御報告の4件目は、「人権教育・啓発に関する基本計画」です。政府では、「人権教育及び人権啓発の推進に関する法律」に基づいて基本計画を定め、各種取組を行っているところでありますけれども、今般、公益財団法人人権教育啓発推進センターから調査研究委託をしました有識者検討会から報告書が出されまして、この基本計画の見直しを行うべきだという御提言をいただきました。これを踏まえて法務省では、昨日、関係省庁とも協議の上、基本計画の見直しに向けた検討を開始することとしました。具体的な見直しの方法等を検討していきたいと思っております。
育成就労制度に関する質疑について
【記者】
外国人労働者の育成と人材確保を目的とする育成就労制度を盛り込んだ関連法案が閣議決定されました。

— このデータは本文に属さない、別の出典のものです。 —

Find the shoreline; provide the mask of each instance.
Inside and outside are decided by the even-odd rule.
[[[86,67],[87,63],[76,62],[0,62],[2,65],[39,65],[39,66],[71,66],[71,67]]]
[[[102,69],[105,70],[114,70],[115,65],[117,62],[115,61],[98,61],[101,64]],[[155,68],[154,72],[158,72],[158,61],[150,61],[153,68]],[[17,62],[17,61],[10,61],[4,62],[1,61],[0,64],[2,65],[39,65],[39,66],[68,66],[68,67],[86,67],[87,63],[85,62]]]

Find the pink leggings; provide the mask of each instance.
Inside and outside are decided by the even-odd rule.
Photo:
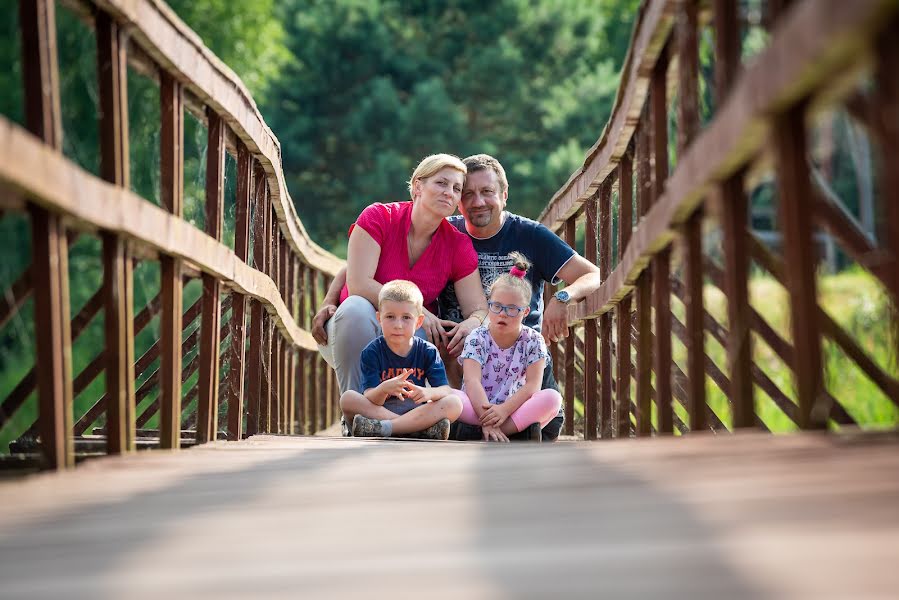
[[[462,400],[462,414],[459,415],[459,421],[469,425],[480,425],[481,422],[471,406],[468,395],[459,390],[453,390],[453,394]],[[509,418],[512,419],[512,423],[515,424],[515,429],[518,431],[531,423],[540,423],[540,427],[545,427],[553,417],[559,414],[561,406],[562,394],[556,390],[540,390],[525,400],[518,410],[509,415]]]

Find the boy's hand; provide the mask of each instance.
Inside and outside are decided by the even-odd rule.
[[[428,401],[428,393],[425,391],[425,388],[420,385],[415,385],[414,383],[406,383],[406,388],[409,390],[406,392],[406,398],[411,400],[416,404],[424,404]]]
[[[484,414],[481,415],[481,427],[499,428],[506,422],[506,419],[509,418],[509,414],[511,414],[511,411],[506,408],[505,404],[492,404],[490,406],[484,406],[484,408],[486,410],[484,411]]]
[[[499,427],[481,427],[485,442],[508,442],[509,438]]]
[[[400,400],[403,400],[412,391],[410,386],[413,386],[414,384],[409,383],[408,381],[406,381],[406,379],[408,379],[409,375],[414,372],[415,369],[403,369],[402,373],[400,373],[396,377],[385,379],[378,387],[381,388],[381,391],[383,391],[388,398],[393,396],[399,398]]]
[[[334,304],[323,304],[315,316],[312,317],[312,337],[319,345],[324,346],[328,343],[328,332],[325,324],[337,312],[337,306]]]

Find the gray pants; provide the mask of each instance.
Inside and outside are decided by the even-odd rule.
[[[340,393],[362,389],[362,351],[376,337],[381,335],[375,307],[362,296],[350,296],[337,307],[337,312],[325,323],[328,344],[319,346],[318,351],[337,373]],[[424,338],[425,330],[420,327],[415,335]]]

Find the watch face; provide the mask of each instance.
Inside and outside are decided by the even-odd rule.
[[[568,300],[571,299],[571,296],[565,290],[559,290],[555,293],[556,300],[562,302],[564,304],[568,304]]]

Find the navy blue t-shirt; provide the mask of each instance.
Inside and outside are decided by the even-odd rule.
[[[461,215],[453,215],[448,220],[456,229],[468,234],[465,219]],[[525,317],[524,324],[540,331],[543,324],[543,283],[559,282],[559,270],[575,254],[571,246],[545,225],[511,213],[506,213],[506,222],[493,237],[479,239],[470,234],[468,236],[478,253],[478,270],[485,295],[494,280],[512,268],[510,252],[521,252],[531,261],[532,266],[525,275],[531,284],[531,312]],[[441,318],[456,322],[462,320],[462,312],[452,285],[443,290],[437,303]]]
[[[440,352],[434,344],[420,337],[412,338],[412,349],[406,356],[396,354],[387,345],[384,336],[372,340],[362,350],[362,390],[378,387],[382,381],[392,379],[403,369],[415,369],[407,381],[424,387],[425,381],[431,387],[448,385],[446,369],[440,359]]]

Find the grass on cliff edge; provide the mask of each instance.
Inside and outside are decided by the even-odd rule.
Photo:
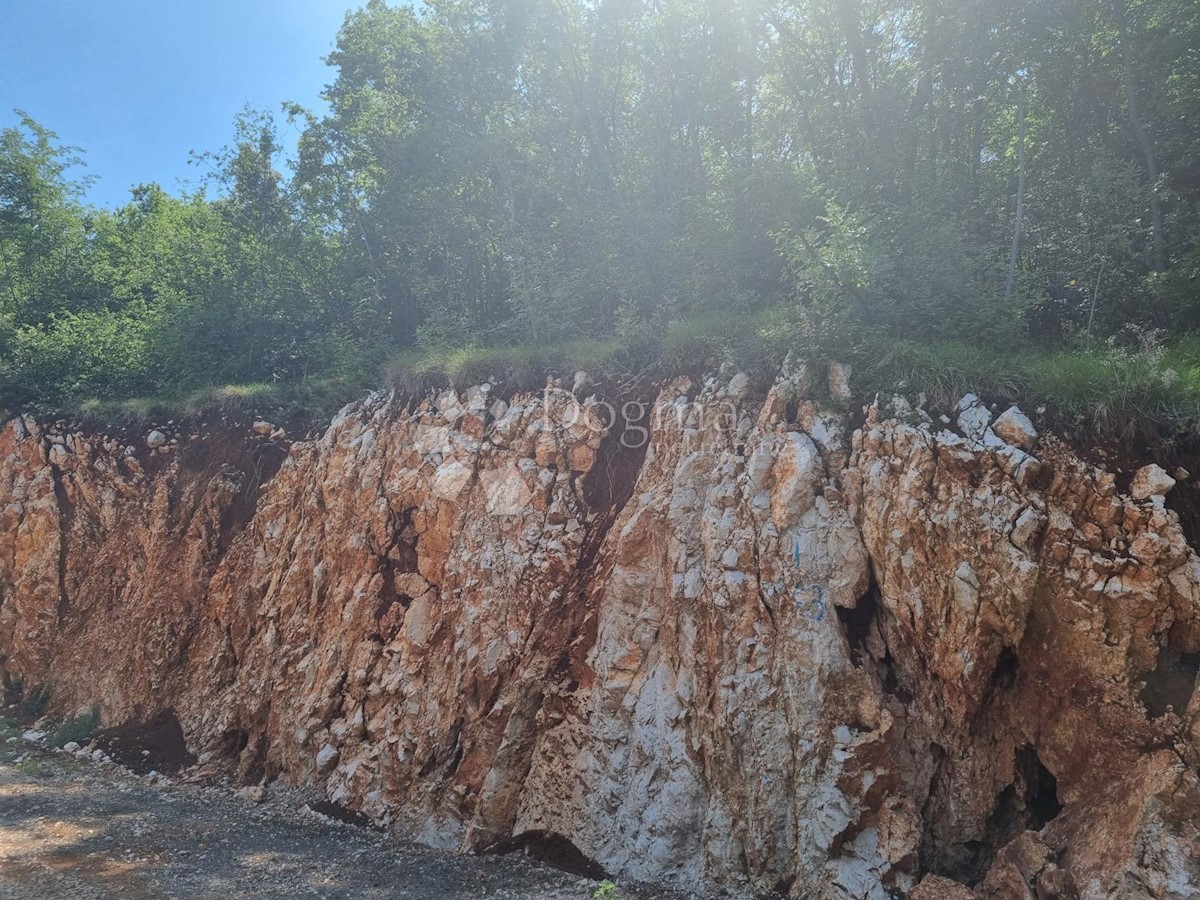
[[[881,348],[860,374],[879,391],[924,392],[946,408],[967,391],[1052,408],[1103,434],[1162,435],[1200,424],[1200,335],[1169,348],[998,353],[961,344]],[[868,387],[859,383],[859,389]]]
[[[918,343],[893,337],[800,328],[786,313],[708,316],[679,321],[657,337],[469,346],[406,351],[387,364],[386,386],[407,394],[491,381],[534,390],[547,375],[568,382],[585,370],[593,383],[629,374],[699,375],[746,371],[769,379],[783,359],[854,366],[859,397],[875,392],[924,394],[931,408],[949,409],[968,391],[1031,409],[1045,405],[1059,421],[1117,437],[1162,436],[1200,424],[1200,332],[1167,346],[1011,352],[960,343]],[[145,422],[255,411],[327,419],[378,382],[310,379],[298,383],[226,385],[180,397],[84,403],[67,412],[98,422]]]
[[[366,381],[340,378],[226,384],[174,396],[88,400],[70,409],[50,412],[118,425],[268,412],[281,419],[306,419],[315,423],[331,417],[369,386]]]
[[[850,343],[800,334],[771,313],[710,317],[670,326],[663,338],[637,346],[618,341],[509,347],[467,346],[397,355],[386,377],[408,393],[482,381],[534,389],[547,375],[570,380],[586,370],[593,383],[629,372],[672,375],[724,369],[772,377],[783,359],[854,366],[856,394],[924,394],[930,407],[947,410],[963,394],[1052,408],[1117,437],[1161,435],[1200,425],[1200,332],[1168,346],[1098,345],[1061,351],[1003,352],[961,343],[917,343],[881,336]]]

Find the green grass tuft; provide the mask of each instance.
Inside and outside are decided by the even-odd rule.
[[[386,378],[389,385],[408,394],[446,386],[461,390],[484,381],[513,390],[533,390],[550,375],[567,376],[580,369],[593,375],[604,371],[617,363],[621,350],[616,341],[413,350],[391,359]]]
[[[317,421],[327,418],[368,388],[365,380],[308,379],[295,383],[226,384],[179,396],[88,400],[52,413],[78,415],[85,421],[141,425],[165,419],[276,410]]]

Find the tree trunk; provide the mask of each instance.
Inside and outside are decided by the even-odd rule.
[[[1021,229],[1025,224],[1025,108],[1028,85],[1021,78],[1021,97],[1017,107],[1017,221],[1013,224],[1012,252],[1008,257],[1008,279],[1004,283],[1004,298],[1011,300],[1017,283],[1017,258],[1021,254]]]
[[[905,152],[904,181],[900,191],[901,200],[905,206],[912,203],[913,186],[917,177],[917,160],[921,149],[921,124],[933,106],[933,71],[942,54],[941,42],[938,38],[941,4],[930,3],[925,16],[925,41],[922,45],[920,63],[921,75],[917,79],[917,89],[913,94],[912,106],[908,111],[908,148]]]
[[[863,40],[858,2],[838,0],[837,11],[846,44],[850,49],[850,86],[865,100],[871,93],[871,81],[867,69],[867,44]]]
[[[1113,12],[1117,20],[1117,33],[1121,41],[1121,61],[1125,69],[1125,105],[1129,111],[1129,125],[1134,139],[1146,161],[1146,174],[1150,178],[1150,221],[1154,242],[1154,271],[1164,272],[1167,254],[1163,237],[1162,201],[1158,196],[1158,159],[1154,156],[1154,144],[1146,133],[1145,123],[1138,110],[1137,84],[1133,78],[1133,54],[1129,49],[1129,19],[1125,14],[1125,0],[1113,0]]]
[[[743,11],[743,39],[747,42],[742,63],[746,99],[746,166],[754,164],[754,103],[758,94],[758,30],[759,18],[755,4],[746,4]]]
[[[1100,258],[1100,271],[1096,273],[1096,286],[1092,288],[1092,308],[1088,311],[1087,336],[1092,336],[1092,323],[1096,321],[1096,304],[1100,299],[1100,280],[1104,277],[1104,264],[1108,262],[1107,256]]]

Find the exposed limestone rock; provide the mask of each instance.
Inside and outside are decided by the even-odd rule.
[[[375,396],[141,463],[14,420],[3,671],[436,846],[550,832],[797,898],[1190,896],[1200,558],[1162,480],[1035,458],[976,398],[961,434],[898,399],[851,433],[811,387],[681,379],[611,435],[557,383]]]
[[[333,746],[333,744],[326,744],[317,751],[317,771],[322,773],[328,772],[337,764],[340,755],[337,747]]]
[[[850,389],[850,364],[830,363],[829,396],[835,403],[849,403],[854,396]]]
[[[528,781],[542,788],[516,830],[568,834],[634,877],[741,871],[759,887],[877,894],[891,848],[846,834],[878,723],[839,728],[819,687],[878,714],[836,615],[865,592],[866,554],[807,435],[751,432],[739,447],[727,420],[692,424],[663,417],[601,550],[594,645],[538,737]]]
[[[157,429],[146,435],[146,446],[151,450],[157,450],[167,442],[167,436]]]
[[[958,401],[958,427],[972,441],[982,441],[992,421],[983,401],[974,394],[966,394]]]
[[[1129,493],[1135,500],[1149,500],[1151,497],[1164,497],[1175,487],[1175,479],[1166,473],[1162,466],[1153,463],[1138,469],[1129,485]]]
[[[234,796],[239,800],[245,800],[247,803],[265,803],[267,800],[267,789],[261,784],[247,785],[235,791]]]
[[[1038,431],[1033,427],[1033,422],[1016,406],[1010,406],[1000,413],[992,430],[1014,447],[1026,451],[1032,450],[1038,439]]]

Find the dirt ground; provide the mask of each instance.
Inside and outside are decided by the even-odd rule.
[[[462,856],[229,787],[139,775],[0,729],[0,898],[683,900],[525,858]],[[598,889],[600,893],[597,894]]]

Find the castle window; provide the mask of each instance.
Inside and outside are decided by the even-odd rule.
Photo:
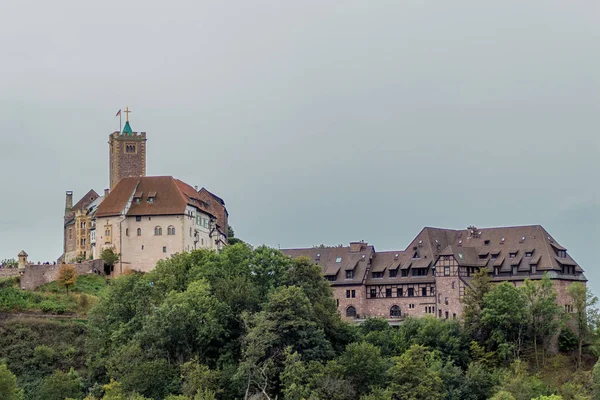
[[[402,297],[402,288],[396,289],[396,297]]]
[[[415,295],[415,289],[408,288],[408,297],[413,297]]]
[[[125,236],[129,236],[129,228],[125,229]]]
[[[170,236],[175,235],[175,227],[174,226],[171,225],[167,228],[167,235],[170,235]]]
[[[160,226],[157,226],[154,228],[154,236],[161,236],[162,235],[162,228]]]
[[[421,296],[427,296],[427,288],[421,288]]]
[[[400,315],[400,307],[392,306],[392,308],[390,308],[390,317],[399,317]]]
[[[167,252],[167,246],[163,246],[163,253]]]
[[[138,236],[142,236],[142,228],[138,228],[137,229],[137,235]]]
[[[397,274],[398,274],[397,269],[390,269],[390,278],[395,278]]]
[[[444,267],[444,276],[450,276],[450,267]]]
[[[517,253],[508,253],[508,258],[515,258]]]
[[[446,311],[446,319],[448,319],[448,311]]]
[[[125,145],[125,153],[135,153],[135,145],[134,144]]]
[[[557,250],[556,251],[556,255],[559,256],[560,258],[566,258],[567,257],[567,251],[566,250]]]
[[[373,279],[383,278],[383,272],[373,272]]]
[[[392,288],[385,289],[385,297],[392,297]]]
[[[353,290],[352,291],[352,298],[355,298],[355,297],[356,297],[356,290]]]
[[[356,308],[352,306],[346,308],[346,317],[356,318]]]
[[[444,304],[448,305],[448,298],[447,297],[444,297]]]
[[[338,257],[338,258],[336,258],[336,259],[335,259],[335,262],[336,262],[336,263],[341,263],[341,262],[342,262],[342,257]]]
[[[140,217],[139,215],[137,217],[135,217],[135,222],[141,222],[142,221],[142,217]]]
[[[346,271],[346,279],[354,279],[354,271]]]
[[[73,239],[73,228],[69,228],[69,240]]]
[[[349,299],[350,298],[350,291],[346,290],[346,298]]]
[[[531,257],[533,256],[533,251],[528,251],[525,253],[525,257]]]
[[[371,290],[369,290],[369,294],[371,295],[372,299],[377,297],[377,289],[371,288]]]

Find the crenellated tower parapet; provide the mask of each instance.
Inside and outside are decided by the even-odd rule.
[[[108,135],[110,189],[123,178],[146,176],[146,132],[134,132],[125,122],[122,131]]]

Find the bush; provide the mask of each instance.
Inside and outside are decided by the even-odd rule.
[[[563,328],[558,335],[558,349],[562,352],[573,351],[577,348],[577,336],[569,328]]]
[[[40,309],[43,312],[49,312],[52,314],[64,314],[67,311],[67,307],[64,304],[55,303],[52,300],[44,300],[40,303]]]

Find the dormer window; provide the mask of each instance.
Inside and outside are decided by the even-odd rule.
[[[383,278],[383,272],[373,272],[373,279]]]
[[[342,257],[338,257],[338,258],[336,258],[336,259],[335,259],[335,262],[336,262],[336,263],[341,263],[341,262],[342,262]]]
[[[398,259],[398,253],[394,254],[394,260]]]
[[[148,193],[148,203],[154,203],[155,198],[156,198],[156,192]]]
[[[485,260],[487,258],[487,254],[480,254],[479,255],[479,259],[480,260]]]
[[[515,258],[517,256],[517,253],[508,253],[508,258]]]
[[[558,255],[560,258],[567,258],[567,251],[566,250],[557,250],[556,255]]]
[[[498,254],[492,254],[492,260],[495,260],[498,258]]]
[[[532,257],[533,256],[533,251],[526,251],[525,252],[525,257]]]
[[[484,240],[483,244],[485,244],[486,246],[489,246],[490,245],[490,241],[489,240]]]
[[[419,257],[419,252],[415,251],[415,254],[413,254],[413,258],[421,258]]]
[[[346,271],[346,279],[354,279],[354,271]]]

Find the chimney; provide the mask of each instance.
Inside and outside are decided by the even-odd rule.
[[[198,191],[198,185],[194,186],[194,190],[197,192]]]
[[[108,196],[110,193],[110,189],[104,189],[104,197]]]
[[[71,208],[73,208],[73,192],[68,190],[67,199],[65,201],[65,214],[71,211]]]

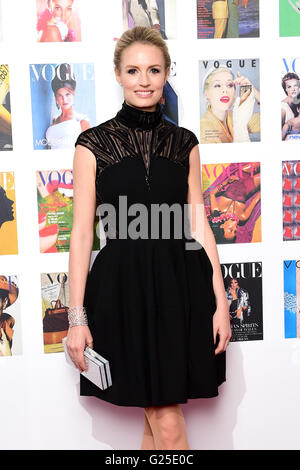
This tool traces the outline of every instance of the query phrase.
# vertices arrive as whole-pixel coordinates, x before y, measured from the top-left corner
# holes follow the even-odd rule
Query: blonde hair
[[[134,26],[133,28],[125,31],[117,41],[114,52],[114,65],[118,71],[120,71],[123,51],[135,42],[141,44],[150,44],[152,46],[158,47],[163,53],[165,59],[165,68],[167,69],[170,67],[171,58],[168,46],[163,40],[159,31],[152,28],[147,28],[146,26]]]
[[[212,72],[208,73],[208,75],[206,76],[205,80],[204,80],[204,83],[203,83],[203,92],[207,91],[208,88],[210,87],[211,85],[211,82],[214,78],[214,76],[219,73],[219,72],[228,72],[230,73],[230,75],[232,76],[232,78],[234,78],[234,74],[232,72],[231,69],[227,68],[227,67],[219,67],[218,69],[213,69]]]

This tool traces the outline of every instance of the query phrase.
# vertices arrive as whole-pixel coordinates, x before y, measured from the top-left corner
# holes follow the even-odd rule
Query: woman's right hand
[[[87,346],[93,349],[93,338],[88,326],[72,326],[67,335],[67,348],[71,360],[80,372],[87,370],[83,351]]]

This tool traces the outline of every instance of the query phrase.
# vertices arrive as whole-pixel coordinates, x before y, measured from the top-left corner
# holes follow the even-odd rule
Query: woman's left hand
[[[217,334],[219,335],[219,344],[215,349],[215,354],[224,352],[232,336],[230,327],[230,315],[228,307],[218,307],[213,316],[214,343],[216,344]]]

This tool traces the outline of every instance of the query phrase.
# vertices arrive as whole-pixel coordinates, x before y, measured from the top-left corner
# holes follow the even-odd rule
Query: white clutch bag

改めて、従来の技能実習制度にどのような課題があって、今回の改正法案によってどのような改善が図られるのか、お考えをお聞かせください。
【大臣】
育成就労の創設についての考え方でありますが、これまでは国際貢献という目標の中で、外国人の労働者を受け入れ、スキルアップしていただいて、また彼らは母国に戻って母国のために貢献するという考え方がありましたが、我が国も人材不足や人口減少の中で、より長くいてもらいたい、高度なスキルを持って日本で貢献してもらいたいという要請が大変強くなってまいりましたので、改めて目的というものを、日本における労働者の健全な育成とそれによる我が国への貢献を期待しての取扱いをしよう、こういうふうに考え方を変えまして、もう一度制度を整備しようということになりました。その結果、当然ですが、特定技能制度と技能実習制度にずれがあったわけですよね。特定技能のほうは、明らかに人材確保ということで仕組まれた制度です。こちら(技能実習制度)は国際貢献でしたけれども、目標を合わせることによって、制度の整合性も図っていく必要があるということになりました。人材育成と人材確保という観点から、特定技能と従来の技能実習の整合性をとる。そしてその中で、働く方々の労働者性というものをより強く広く認めていこうという考え方も取り入れました。転籍の制限、これを自由意志に基づく転籍を認めていく、やむを得ない事情による転籍についても明確化する、範囲をしっかりと特定していく。そういう取組をすることによって、結果としてより長く日本に滞在していただいて、スキルアップをしていただいて、共生社会の実現に貢献していただきたい。そういう思いを持って、今回の法律案を企画し、立案したところであります。
【記者】
地方の人材確保に関しては、転籍制限以外の政策や施策が十分でないという声もあるんですが、そういった方面を充実するお考えはないのでしょうか。それから、施行が約3年後ということになるんですけれども、その点についてもお聞かせください。
【大臣】
3年後(の部分の質問の趣旨)は、もっと早めるべきだということですか。
【記者】
早めるべきだということです。
【大臣】
まずそちらの問題から申し上げますと、非常にたくさんの業界が関わっていて、法律を動かすだけではなくて、運用の部分がかなり大きなウエイトを占める可能性もあると思うんですよね。そういったときに関わる方が大変多くいらっしゃることになると思います。そういう方々の理解、また運用、規定の効果。そういったものも検証する必要がありますので、急ぎたいです。それは選ばれる国になるためには、早く措置はしたいんですけれども、初めての試みの部分がいくつもありますので、拙速にならないように速やかに、でも丁寧に進める必要があると思います。3年が長いか短いかというのは議論があるところですけれども、できるだけ早く、でも丁寧にやりたいという思いです。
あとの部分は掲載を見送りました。